Un padre que reza
Todos lo pensamos y, cada vez que lo hacemos, tratamos de ahuyentarlo porque la sola idea nos traslada al peor de los abismos. No hay tortura parecida a la de que esa sospecha se haga real, a que el azar atraviese cualquier resquicio para colarse entre la bruma de la posibilidad y se vuelva cierto. Ni siquiera somos capaces de verbalizarlo, ni siquiera podemos mantener la vista cuando nos vemos reflejados en el espejo de los demás. El infierno no son los otros; somos nosotros mismos cuando dejamos de controlar lo que pensamos.
El fotógrafo de Reuters estaba allí por casualidad. Está vivo de milagro. Tú no tuviste la misma suerte. Ni tu padre. No hay un descendimiento más dramático que el que nos obligaste a ver en esa parada de autobús, podría haber sido cualquiera, pero ese día la lluvia de muerte que cada segundo envían desde Moscú impactó en ti. Lo único que sabemos es que esperabas y todo se paró, que tenías 13 años y que tu padre te cogió la mano ensangrentada para rezar.
No te veo el rostro pero cada vez que miro tu imagen —mirarte es la única forma que tengo de protegerte— espero que abrirás los ojos y abrazarás a tu padre.
Pero ya no nos compadecemos ante los niños muertos. Ahora que el invierno se acerca hemos decidido que la prioridad no puedes ser tú. Ya no. Hemos dejado de hablar de las redes que acuden a las fronteras en busca de mochilas perdidas y de las bombas de racimo que envían a las colas del hambre, a los colegios y parques infantiles.

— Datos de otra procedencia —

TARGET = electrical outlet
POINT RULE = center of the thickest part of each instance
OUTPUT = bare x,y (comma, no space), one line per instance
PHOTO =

Llevas un pantalón gris y una camisa azul que se ha roto por la explosión y sé que eres guapo, y que sonríes cada noche antes de irte a dormir, y que mañana habrá más niños asesinados como tú y que yo seguiré ahuyentando la posibilidad... pero mientras tengamos suficiente gas para calentarnos este invierno no haremos nada para salvarte, seguirás muriendo, te mantendremos inmóvil entre todos los cristales ensangrentados y a tu padre, encadenado al dolor. Entrar en el infierno es un acto de libertad y todos somos Garçin.